KENDİ İLAÇ VE AŞILARIMIZI KENDİMİZİN ÜRETECEĞİ GÜNLERİ YAKINLAŞTIRMAK İÇİN MÜCADELE
İlaç bugün ticari bir meta özelliğini çoktan kazanmış durumda. Hatta ilaç sektörü dünyada silah sanayisinden sonra kârlılığın en yüksek olduğu bir alan haline geldi. Dünyanın en büyük 12 ilaç firması 1990-2014 arasındaki 1200 birleşme ve satın alma sonucunda ortaya çıktı. Emperyalizme karşı mücadele deniyorsa sağlığın devletin sorumluluğunda ve halkın hakkı olacağı, bakımın kapsayıcı olacağı, koruyucu ve tedavi edici hizmetlerin birleştirileceği, hizmetin bedava ve herkes tarafından erişilebilir olacağı, toplumsal hizmetler, sağlık hizmetleri ve toplumun sosyoekonomik gelişiminin koordine edileceği, sağlık sistemine halkın katılımının esas olacağı bir ülke için, kendi ilaç ve aşılarımızı kendimizin üreteceği günleri yakınlaştırmak için mücadele edilmeli.

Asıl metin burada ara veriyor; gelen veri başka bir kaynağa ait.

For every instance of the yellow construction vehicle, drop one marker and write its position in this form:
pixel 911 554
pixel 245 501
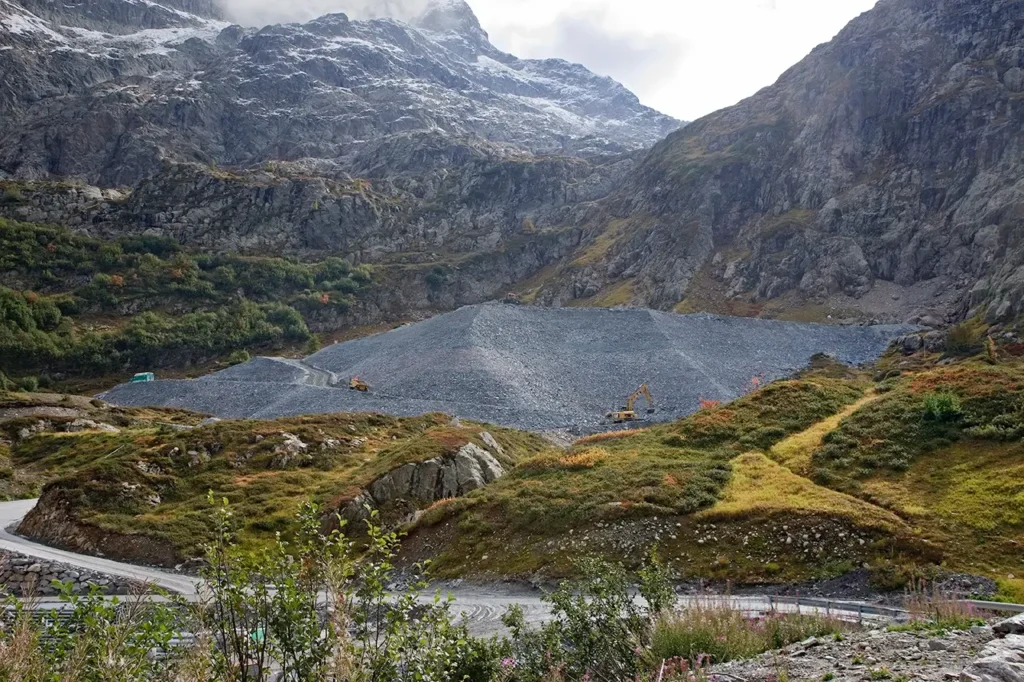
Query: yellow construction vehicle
pixel 628 414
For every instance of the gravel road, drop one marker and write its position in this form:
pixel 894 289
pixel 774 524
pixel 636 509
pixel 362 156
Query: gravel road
pixel 12 512
pixel 530 368
pixel 480 605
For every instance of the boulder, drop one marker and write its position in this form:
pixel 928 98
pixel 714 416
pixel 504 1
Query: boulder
pixel 1014 626
pixel 492 442
pixel 1000 661
pixel 425 486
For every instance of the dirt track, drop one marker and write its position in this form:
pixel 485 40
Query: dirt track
pixel 530 368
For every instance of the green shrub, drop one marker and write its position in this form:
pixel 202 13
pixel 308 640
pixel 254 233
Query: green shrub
pixel 942 407
pixel 312 345
pixel 11 195
pixel 39 332
pixel 239 356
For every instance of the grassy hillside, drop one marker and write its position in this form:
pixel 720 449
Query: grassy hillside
pixel 807 478
pixel 73 306
pixel 143 488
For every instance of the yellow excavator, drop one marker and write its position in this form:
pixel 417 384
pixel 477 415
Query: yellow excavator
pixel 628 414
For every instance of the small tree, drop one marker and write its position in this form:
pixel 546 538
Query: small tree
pixel 239 356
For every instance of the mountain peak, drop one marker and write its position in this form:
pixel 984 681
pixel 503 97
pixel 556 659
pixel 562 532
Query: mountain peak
pixel 450 16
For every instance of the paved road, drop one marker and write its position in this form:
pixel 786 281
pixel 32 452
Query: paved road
pixel 482 606
pixel 12 512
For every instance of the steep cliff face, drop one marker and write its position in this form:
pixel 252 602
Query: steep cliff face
pixel 884 172
pixel 108 91
pixel 879 178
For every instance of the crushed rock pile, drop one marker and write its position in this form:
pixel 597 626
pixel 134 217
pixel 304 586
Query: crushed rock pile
pixel 524 367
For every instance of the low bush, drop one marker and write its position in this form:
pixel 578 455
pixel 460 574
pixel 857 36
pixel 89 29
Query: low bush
pixel 239 356
pixel 314 609
pixel 221 303
pixel 720 633
pixel 943 407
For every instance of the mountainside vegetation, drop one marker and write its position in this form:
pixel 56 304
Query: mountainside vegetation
pixel 911 473
pixel 74 306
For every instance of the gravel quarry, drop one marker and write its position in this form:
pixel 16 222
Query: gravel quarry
pixel 523 367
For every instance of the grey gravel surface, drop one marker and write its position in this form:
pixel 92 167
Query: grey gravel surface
pixel 524 367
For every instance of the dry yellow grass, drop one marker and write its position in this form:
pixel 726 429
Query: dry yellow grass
pixel 760 486
pixel 795 453
pixel 610 435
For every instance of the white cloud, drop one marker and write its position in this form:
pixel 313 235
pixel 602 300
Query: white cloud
pixel 685 57
pixel 725 49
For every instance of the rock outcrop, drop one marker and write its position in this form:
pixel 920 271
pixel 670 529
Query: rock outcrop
pixel 1000 661
pixel 420 484
pixel 108 91
pixel 880 176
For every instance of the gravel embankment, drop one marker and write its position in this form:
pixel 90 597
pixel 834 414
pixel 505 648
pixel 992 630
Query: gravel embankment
pixel 525 367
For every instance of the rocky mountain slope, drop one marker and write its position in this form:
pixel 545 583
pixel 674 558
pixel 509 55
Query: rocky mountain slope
pixel 883 173
pixel 807 478
pixel 878 179
pixel 108 91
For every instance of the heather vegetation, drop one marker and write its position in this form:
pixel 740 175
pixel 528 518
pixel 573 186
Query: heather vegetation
pixel 314 608
pixel 152 481
pixel 73 305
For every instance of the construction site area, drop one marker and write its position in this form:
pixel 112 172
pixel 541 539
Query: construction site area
pixel 537 369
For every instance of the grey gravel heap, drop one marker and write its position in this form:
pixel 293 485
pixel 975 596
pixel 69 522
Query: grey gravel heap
pixel 529 368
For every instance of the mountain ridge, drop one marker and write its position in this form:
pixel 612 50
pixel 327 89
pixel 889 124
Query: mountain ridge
pixel 181 87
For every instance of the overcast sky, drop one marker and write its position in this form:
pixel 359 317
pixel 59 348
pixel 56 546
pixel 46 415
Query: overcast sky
pixel 685 57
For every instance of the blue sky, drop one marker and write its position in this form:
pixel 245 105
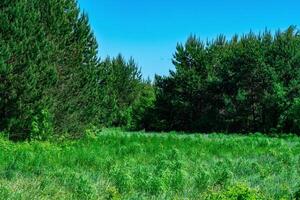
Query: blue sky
pixel 148 30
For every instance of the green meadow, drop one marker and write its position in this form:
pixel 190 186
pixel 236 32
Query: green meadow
pixel 112 164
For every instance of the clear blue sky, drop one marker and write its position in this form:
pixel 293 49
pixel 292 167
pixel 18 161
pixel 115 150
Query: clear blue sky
pixel 148 30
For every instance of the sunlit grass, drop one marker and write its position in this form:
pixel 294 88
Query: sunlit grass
pixel 112 164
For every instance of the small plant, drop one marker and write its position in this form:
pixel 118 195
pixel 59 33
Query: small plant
pixel 42 127
pixel 236 192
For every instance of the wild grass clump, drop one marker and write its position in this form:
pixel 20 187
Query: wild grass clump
pixel 111 164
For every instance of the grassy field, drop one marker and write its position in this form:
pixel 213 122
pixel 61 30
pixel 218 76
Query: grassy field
pixel 112 164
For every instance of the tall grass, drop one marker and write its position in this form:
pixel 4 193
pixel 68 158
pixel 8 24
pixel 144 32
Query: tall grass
pixel 116 165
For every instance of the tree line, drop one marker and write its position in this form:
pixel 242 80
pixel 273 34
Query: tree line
pixel 52 81
pixel 246 84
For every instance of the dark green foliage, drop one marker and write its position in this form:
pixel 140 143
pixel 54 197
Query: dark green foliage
pixel 125 98
pixel 48 64
pixel 246 84
pixel 112 164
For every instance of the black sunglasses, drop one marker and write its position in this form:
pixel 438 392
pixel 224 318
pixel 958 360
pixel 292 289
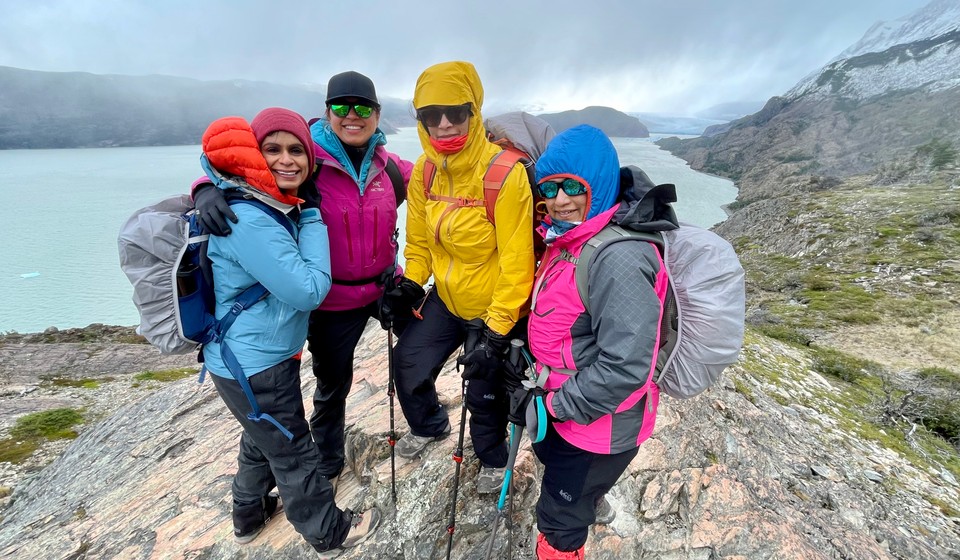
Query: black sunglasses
pixel 571 187
pixel 431 115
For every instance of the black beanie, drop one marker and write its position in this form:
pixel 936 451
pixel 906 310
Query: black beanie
pixel 352 84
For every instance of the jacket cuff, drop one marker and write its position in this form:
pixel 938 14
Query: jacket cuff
pixel 198 182
pixel 555 412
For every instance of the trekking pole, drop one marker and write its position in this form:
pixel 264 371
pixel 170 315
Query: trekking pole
pixel 505 490
pixel 392 435
pixel 473 337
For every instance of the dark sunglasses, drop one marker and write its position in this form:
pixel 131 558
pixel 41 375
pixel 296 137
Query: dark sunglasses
pixel 362 111
pixel 456 114
pixel 571 187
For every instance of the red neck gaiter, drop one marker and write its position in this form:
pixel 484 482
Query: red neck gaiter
pixel 449 145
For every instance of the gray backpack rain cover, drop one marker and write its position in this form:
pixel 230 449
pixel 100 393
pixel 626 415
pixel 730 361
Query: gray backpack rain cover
pixel 703 321
pixel 151 244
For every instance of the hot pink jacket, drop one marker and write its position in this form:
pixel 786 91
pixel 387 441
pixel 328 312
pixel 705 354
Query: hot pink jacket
pixel 599 366
pixel 361 224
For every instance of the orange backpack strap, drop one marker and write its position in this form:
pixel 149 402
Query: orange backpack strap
pixel 500 166
pixel 453 202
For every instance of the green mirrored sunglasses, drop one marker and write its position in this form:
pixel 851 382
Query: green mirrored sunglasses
pixel 362 111
pixel 571 187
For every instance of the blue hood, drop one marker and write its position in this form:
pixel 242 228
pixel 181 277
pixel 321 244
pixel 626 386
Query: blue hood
pixel 587 153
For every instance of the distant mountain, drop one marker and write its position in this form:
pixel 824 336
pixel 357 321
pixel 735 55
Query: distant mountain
pixel 893 91
pixel 610 121
pixel 729 111
pixel 78 110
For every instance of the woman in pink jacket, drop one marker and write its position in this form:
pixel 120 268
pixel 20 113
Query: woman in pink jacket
pixel 593 367
pixel 359 205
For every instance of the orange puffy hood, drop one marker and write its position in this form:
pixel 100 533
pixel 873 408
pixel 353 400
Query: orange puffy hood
pixel 231 147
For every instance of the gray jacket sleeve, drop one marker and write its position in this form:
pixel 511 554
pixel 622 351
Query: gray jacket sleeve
pixel 625 319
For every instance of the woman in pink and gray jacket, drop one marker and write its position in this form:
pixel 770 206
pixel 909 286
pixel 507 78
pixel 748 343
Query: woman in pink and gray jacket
pixel 594 367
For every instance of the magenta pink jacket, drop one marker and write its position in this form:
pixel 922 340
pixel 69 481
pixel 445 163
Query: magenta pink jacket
pixel 361 221
pixel 599 368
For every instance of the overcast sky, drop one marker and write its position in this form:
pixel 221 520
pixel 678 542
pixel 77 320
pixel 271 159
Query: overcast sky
pixel 668 56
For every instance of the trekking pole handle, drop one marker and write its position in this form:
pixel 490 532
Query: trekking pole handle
pixel 474 329
pixel 515 345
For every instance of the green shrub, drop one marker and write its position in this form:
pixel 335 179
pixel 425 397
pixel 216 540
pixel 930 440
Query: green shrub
pixel 15 451
pixel 165 375
pixel 842 366
pixel 940 416
pixel 49 424
pixel 785 334
pixel 85 383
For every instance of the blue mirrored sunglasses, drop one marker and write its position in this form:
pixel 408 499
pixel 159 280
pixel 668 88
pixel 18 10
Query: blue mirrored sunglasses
pixel 571 187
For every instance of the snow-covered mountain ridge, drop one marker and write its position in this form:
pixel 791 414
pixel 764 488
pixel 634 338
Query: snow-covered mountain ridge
pixel 918 51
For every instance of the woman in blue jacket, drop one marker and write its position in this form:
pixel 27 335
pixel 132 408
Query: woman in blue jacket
pixel 271 160
pixel 359 207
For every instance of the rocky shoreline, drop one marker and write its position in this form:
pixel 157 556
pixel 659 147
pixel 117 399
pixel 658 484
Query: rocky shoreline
pixel 45 371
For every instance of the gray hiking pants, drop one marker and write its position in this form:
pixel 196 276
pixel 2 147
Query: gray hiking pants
pixel 267 458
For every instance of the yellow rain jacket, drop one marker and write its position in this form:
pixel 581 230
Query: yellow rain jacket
pixel 479 270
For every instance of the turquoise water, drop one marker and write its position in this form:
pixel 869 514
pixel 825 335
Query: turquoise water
pixel 63 209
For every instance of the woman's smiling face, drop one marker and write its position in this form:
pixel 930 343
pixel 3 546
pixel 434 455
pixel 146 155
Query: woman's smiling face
pixel 287 159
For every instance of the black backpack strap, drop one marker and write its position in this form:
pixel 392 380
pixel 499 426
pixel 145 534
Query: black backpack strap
pixel 399 189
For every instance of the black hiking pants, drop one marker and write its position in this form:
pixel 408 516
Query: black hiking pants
pixel 332 338
pixel 267 458
pixel 420 355
pixel 573 481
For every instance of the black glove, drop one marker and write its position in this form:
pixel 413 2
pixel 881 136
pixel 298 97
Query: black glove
pixel 310 194
pixel 522 404
pixel 485 359
pixel 213 210
pixel 400 296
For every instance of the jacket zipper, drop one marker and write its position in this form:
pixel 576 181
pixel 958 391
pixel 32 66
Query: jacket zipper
pixel 346 226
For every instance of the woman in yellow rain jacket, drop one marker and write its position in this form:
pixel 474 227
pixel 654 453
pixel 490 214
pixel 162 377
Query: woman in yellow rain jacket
pixel 482 268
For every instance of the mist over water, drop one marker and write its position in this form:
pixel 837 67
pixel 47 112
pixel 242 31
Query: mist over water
pixel 62 211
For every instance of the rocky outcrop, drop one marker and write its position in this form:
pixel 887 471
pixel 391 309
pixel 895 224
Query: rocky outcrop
pixel 742 471
pixel 610 121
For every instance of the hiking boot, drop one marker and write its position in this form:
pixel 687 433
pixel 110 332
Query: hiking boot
pixel 546 552
pixel 604 512
pixel 334 481
pixel 272 505
pixel 411 446
pixel 361 526
pixel 490 480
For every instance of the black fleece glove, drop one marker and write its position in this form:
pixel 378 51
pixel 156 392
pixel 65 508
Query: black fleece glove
pixel 400 296
pixel 522 404
pixel 310 195
pixel 213 210
pixel 486 358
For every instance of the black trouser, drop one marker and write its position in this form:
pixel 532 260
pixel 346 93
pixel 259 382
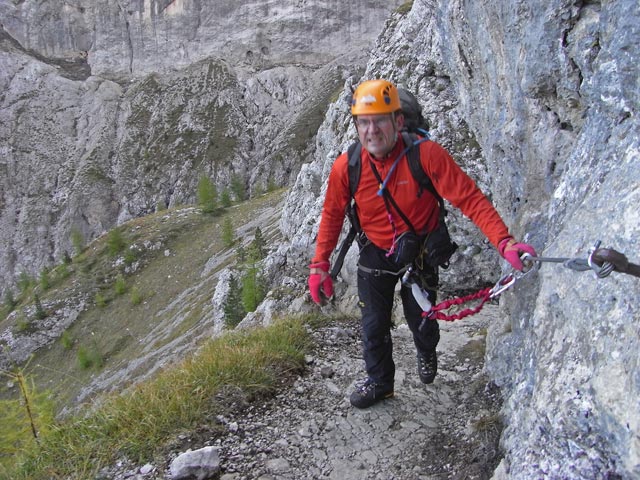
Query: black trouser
pixel 376 292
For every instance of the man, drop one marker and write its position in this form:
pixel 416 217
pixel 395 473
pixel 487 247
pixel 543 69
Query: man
pixel 378 118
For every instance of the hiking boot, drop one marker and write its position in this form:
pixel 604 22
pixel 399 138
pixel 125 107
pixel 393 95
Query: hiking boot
pixel 428 366
pixel 370 393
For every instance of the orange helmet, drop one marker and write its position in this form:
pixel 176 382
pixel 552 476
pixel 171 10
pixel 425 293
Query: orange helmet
pixel 373 97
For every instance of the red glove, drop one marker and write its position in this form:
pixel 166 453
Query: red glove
pixel 320 281
pixel 511 250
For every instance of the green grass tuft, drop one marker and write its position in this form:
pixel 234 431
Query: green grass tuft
pixel 139 423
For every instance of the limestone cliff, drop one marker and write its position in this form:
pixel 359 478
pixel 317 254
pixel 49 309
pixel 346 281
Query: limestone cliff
pixel 549 91
pixel 537 100
pixel 111 110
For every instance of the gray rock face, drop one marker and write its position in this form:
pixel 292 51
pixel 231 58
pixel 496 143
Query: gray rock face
pixel 136 37
pixel 112 110
pixel 538 101
pixel 549 92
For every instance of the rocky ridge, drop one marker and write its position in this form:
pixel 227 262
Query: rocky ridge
pixel 448 429
pixel 543 97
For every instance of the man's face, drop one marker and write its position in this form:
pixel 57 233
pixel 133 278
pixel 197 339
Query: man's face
pixel 378 133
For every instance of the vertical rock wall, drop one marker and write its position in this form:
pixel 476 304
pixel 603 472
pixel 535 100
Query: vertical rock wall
pixel 549 91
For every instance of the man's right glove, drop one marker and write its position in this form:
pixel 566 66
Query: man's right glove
pixel 320 281
pixel 511 250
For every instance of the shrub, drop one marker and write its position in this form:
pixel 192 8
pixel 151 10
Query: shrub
pixel 207 195
pixel 228 233
pixel 115 242
pixel 77 240
pixel 120 286
pixel 100 300
pixel 233 306
pixel 66 340
pixel 238 188
pixel 24 282
pixel 136 296
pixel 45 282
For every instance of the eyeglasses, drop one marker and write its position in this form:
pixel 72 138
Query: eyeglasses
pixel 379 122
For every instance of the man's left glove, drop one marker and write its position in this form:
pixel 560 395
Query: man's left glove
pixel 320 281
pixel 511 251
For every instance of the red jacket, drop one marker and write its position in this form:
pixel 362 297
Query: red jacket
pixel 447 177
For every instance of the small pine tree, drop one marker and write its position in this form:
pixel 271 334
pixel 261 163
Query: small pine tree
pixel 24 282
pixel 228 233
pixel 253 289
pixel 41 313
pixel 238 188
pixel 77 240
pixel 115 242
pixel 207 195
pixel 66 258
pixel 45 282
pixel 241 254
pixel 233 306
pixel 225 198
pixel 257 248
pixel 9 300
pixel 120 285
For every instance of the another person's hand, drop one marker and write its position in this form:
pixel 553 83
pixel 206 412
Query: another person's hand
pixel 320 282
pixel 511 251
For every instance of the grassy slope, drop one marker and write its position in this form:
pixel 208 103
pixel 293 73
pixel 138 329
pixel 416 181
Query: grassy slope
pixel 171 317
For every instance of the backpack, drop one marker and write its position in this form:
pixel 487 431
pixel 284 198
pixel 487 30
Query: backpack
pixel 438 246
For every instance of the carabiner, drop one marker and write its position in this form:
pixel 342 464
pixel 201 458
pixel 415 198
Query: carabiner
pixel 503 284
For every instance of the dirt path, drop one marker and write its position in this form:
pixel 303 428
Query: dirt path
pixel 449 429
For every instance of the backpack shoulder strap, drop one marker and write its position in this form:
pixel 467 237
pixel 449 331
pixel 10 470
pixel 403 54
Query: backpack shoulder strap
pixel 413 155
pixel 354 166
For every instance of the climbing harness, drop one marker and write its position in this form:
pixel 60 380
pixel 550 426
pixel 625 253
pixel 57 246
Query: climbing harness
pixel 602 261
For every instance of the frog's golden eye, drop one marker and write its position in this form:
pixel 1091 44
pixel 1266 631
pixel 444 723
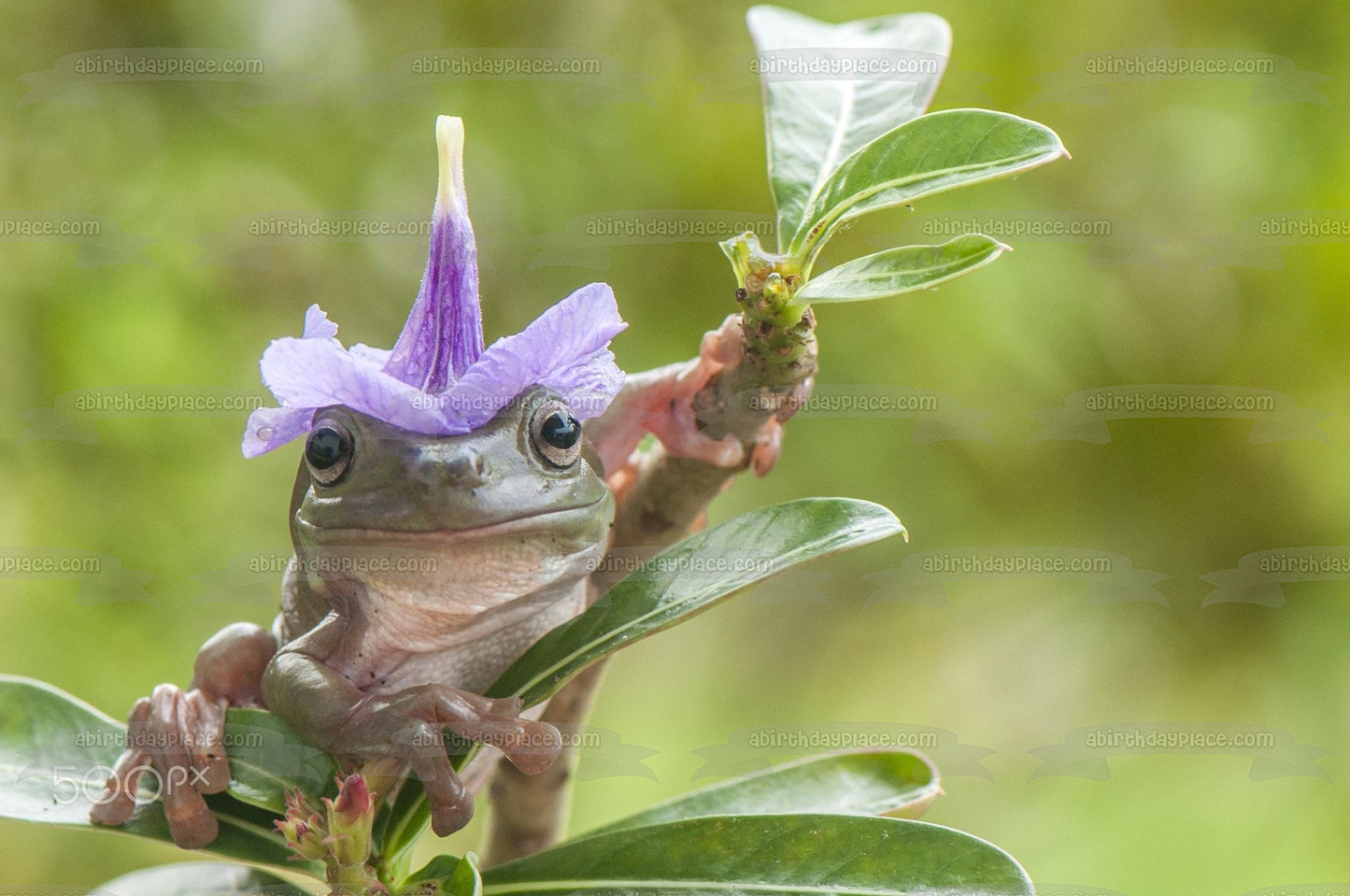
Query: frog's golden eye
pixel 328 451
pixel 557 434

Bilim, doğa yasalarının ortaya çıkarılması ve doğadaki materyallerin kullanılması ile gelişir. “Bilim ahlakın düşmanıdır” düşüncesi, tıpkı “Doğa, ahlakın yaratıcısıdır” düşüncesi gibi, insan faktörünü göz ardı eden idealist bir düşüncedir. Doğa gibi, bilimin de ahlakı yoktur. Bilimin gelişmesi doğrudan insanın doğaya egemenliğinin gelişmesine bağlıdır. Bilimin gelişmesi de, pratik olarak yönlendirilmesi de doğrudan o toplumun üretici güçlerinin gelişmişlik düzeyi tarafından koşullandırılmıştır. Bir taş yardımıyla bir insanı öldürdüğümüzde taş ne kadar suçluysa, insan öldürmeye yarayan bir mermi de o kadar suçludur. Antibilimsellik aranıyorsa AKP hükümetinin, Bomonti’deki Sosyal Sigortalar Kurumu (SSK) İlaç Fabrikasını 2005’te kapatmasında arayın. Dönemin Sağlık Bakanı Recep Akdağ kapatma kararını, “Bizim ilaç fabrikamız olsun diye bir niyetimiz yok” diye savundu. 14 yıl aradan sonra AKP hükümeti yaşanan ilaç sıkıntısı ve yüksek fiyat sorununu çözmek için “yerli ve milli ilaç” çağrısı yaptı.
İŞTEN ATMA HAKKI TANIYAN BİR GENELGE DEĞİL TOPLUMSAL BAĞIŞIKLIĞI SAĞLAYACAK YASA
1593 sayılı Umumi Hıfzıssıhha Kanunu’nda, kovid-19 hastalığına karşı geliştirilen aşıların uygulanmasına dair bir hüküm yok. Bu aşamada, kanunilik koşulu hâlâ eksik. Yaşam hakkı, en temel hak. Bu hak, Türkiye Cumhuriyeti Anayasası’nın 17., Avrupa İnsan Hakları Sözleşmesi’nin 2. ve Birleşmiş Milletler Medeni ve Siyasi Haklar Sözleşmesi’nin 6. maddesinde güvenceye alınmış. Koruyucu haklardan. Devletin, bu hakkın mutlak korunmasında pozitif yükümlülüğü var. Yaşam hakkını korumada pozitif yükümlülüğü olan devletin, geldiğimiz aşamada yükümlülüğünü yerine getirmesinin en önemli adımı, aşı düzenlemesini içeren patronlara işten atma hakkı tanıyan bir genelge değil toplumsal bağışıklığı sağlayacak yasa çalışması yapması.